09:50firebothttps://bugzil.la/1393524 NEW, dhouse@mozilla.com Change mac-mini slaves to not always run puppet at boot.
09:51aobreja|builddutypmoore:no I'm testing to see if that cause the problem
09:51aobreja|builddutyon my environment
09:51aobreja|buildduty8now
09:51aobreja|buildduty*now
09:51pmooreok :)
10:18aobreja|builddutybug1393524 doesn't seems to affect ,tested on my environment and the issue persist after backout
10:18firebothttps://bugzil.la/1393524 NEW, dhouse@mozilla.com Change mac-mini slaves to not always run puppet at boot.
10:24aobreja|builddutyso a backout will not help
10:36mtabaraaobreja|buildduty: I wonder if testing on a fresh loaner would help
10:38aobreja|builddutypuppet should had change the status : last-good-run but it didn't,still i'm not sure if my test could reveal anything since it's touching reboot flag
11:41travis-cibuild-puppet#1945 (production - cb28bc5 : Amy Rich): The build passed. (https://travis-ci.org/mozilla/build-puppet/builds/272860728)
12:17travis-cibuild-puppet#1947 (master - ab2e356 : Andrei Obreja): The build passed. (https://travis-ci.org/mozilla/build-puppet/builds/272871772)
12:25travis-cibuild-puppet#1948 (master - 1493fcd : Amy Rich): The build passed. (https://travis-ci.org/mozilla/build-puppet/builds/272874256)
12:26travis-cibuild-puppet#1949 (production - 0668f14 : Amy Rich): The build passed. (https://travis-ci.org/mozilla/build-puppet/builds/272874273)
12:42travis-cibuild-tools#1958 (master - e059f26 : Johan Lorenzo): The build passed. (https://travis-ci.org/mozilla/build-tools/builds/272878457)
13:58catleemtabara: re https://bugzilla.mozilla.org/show_bug.cgi?id=1396337, what we'd like is for nightly artifacts to have a short cache max-age, and have release artifacts have a longer expiry
13:58firebotBug 1396337 UNCONFIRMED, nobody@mozilla.org CDN Max Age causes frequent sha512 mismatches on firefox nightly
13:58catleeI wonder if we could override the default max age in the beetmover template
13:59catleekmoir-mtg: thanks for getting that buildbot try syntax patch landed!
13:59kmoir-mtgyw
14:00kmoirglad to see less red on try
14:03catleeyeah
14:03catleeless confusing too
14:06sfraserhmm, wish you could filter by 'compatible with firefox 57+' on addons.m.o rather than just have it as a label you visually scan for when looking through the list
14:44mtabaracatlee: release artifacts as in ... fennec artifacts candidates so far, right?
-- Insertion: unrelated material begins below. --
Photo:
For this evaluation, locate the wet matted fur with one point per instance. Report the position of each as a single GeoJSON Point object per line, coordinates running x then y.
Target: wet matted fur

We have a different beetmover for releases. just wanted to make sure we're talking about the same thing
14:45mtabarawould you prefer the hackish short-term plan or a nice rewriting of the templates? depends how urgent this is I suppose
14:51catleemtabara: firefox artifacts
16:04armenzgcatlee: does shipit-uplift have CORS headers?
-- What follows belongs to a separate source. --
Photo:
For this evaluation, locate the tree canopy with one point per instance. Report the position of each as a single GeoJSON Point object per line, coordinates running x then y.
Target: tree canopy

16:04armenzgwho do I ask while garbas is away?
16:05jmaherjryans: I have noticed that the stylo-disabled test jobs which run on hardware do not run; we only run on stylo- I suspect this is because there is no stylo-disabled buildernames for the tests
16:06jryansjmaher: aha! that's would need a BB change?
16:07jmaherjryans: yeah; I noticed this while moving test jobs from windows 8 to windows 10 on the hardware and getting double runs
16:08jmaheralthough, possibly we don't need all these tests for windows non-stylo? :)
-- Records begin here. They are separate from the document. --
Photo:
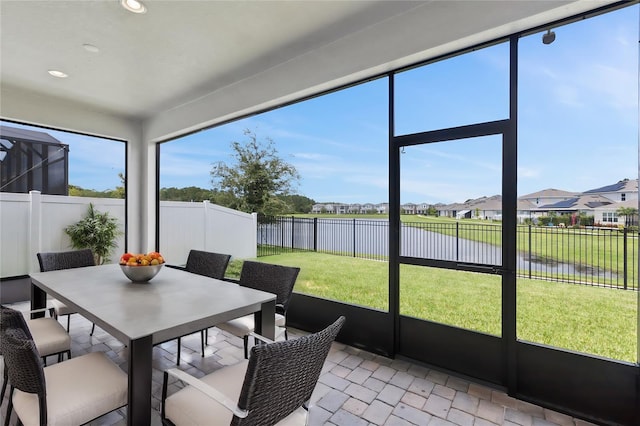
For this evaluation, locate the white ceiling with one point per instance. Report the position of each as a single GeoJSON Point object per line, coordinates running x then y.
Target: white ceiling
{"type": "Point", "coordinates": [181, 52]}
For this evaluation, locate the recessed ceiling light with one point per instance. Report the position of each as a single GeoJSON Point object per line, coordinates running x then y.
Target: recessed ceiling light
{"type": "Point", "coordinates": [90, 48]}
{"type": "Point", "coordinates": [58, 74]}
{"type": "Point", "coordinates": [133, 6]}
16:10jryansjmaher: well, i believe we'd like to keep the tests alive until stylo hits release. hopefully with SETA limiting, it's not too much load to take on, but you would know better.
16:10ahalso mochitest-chrome stylo-disabled et al wasn't running on windows10 before this change
16:10ahalonly win7
16:11jmaherwell, right now it isn't running in -stylo-disabled; so I guess if it is desired, we should file a bug and get the buildbot buildernames
16:11jryansi guess it's mochitest-chrome, mochitest-clipboard? anything else?
16:11ahalyeah, I'm just saying that turning them back off for now would be the same coverage we had before
16:12ahalif it's desirable to run them there, we should get the buildername added
16:12jryansahal: jmaher: ah, so i guess they were never running before we flip for stylo-enabled mode either?
16:12jmaherjryans: for windows 8/10 it is browser-chrome,mochitest-gpu,mochitest-webgl, mochitest-media, reftest, reftest-no-accel
16:15jmaherwe could get by with just windows10 buildernames and ignore windows 7 buildernames as that is a much shorter list
16:15ahalbut actually.. looking at the taskcluster configs, turning them off would mean creating yet another stylo-disabled test-set
16:15ahalmaybe just adding the buildername is cleaner
16:15jryansjmaher: ah, that's more than i thought.
16:15jmaheryeah, the list is sort of long
16:16jryansjmaher: assuming we can accept the load, i do think we want to run them properly, esp. since windows is our top platform.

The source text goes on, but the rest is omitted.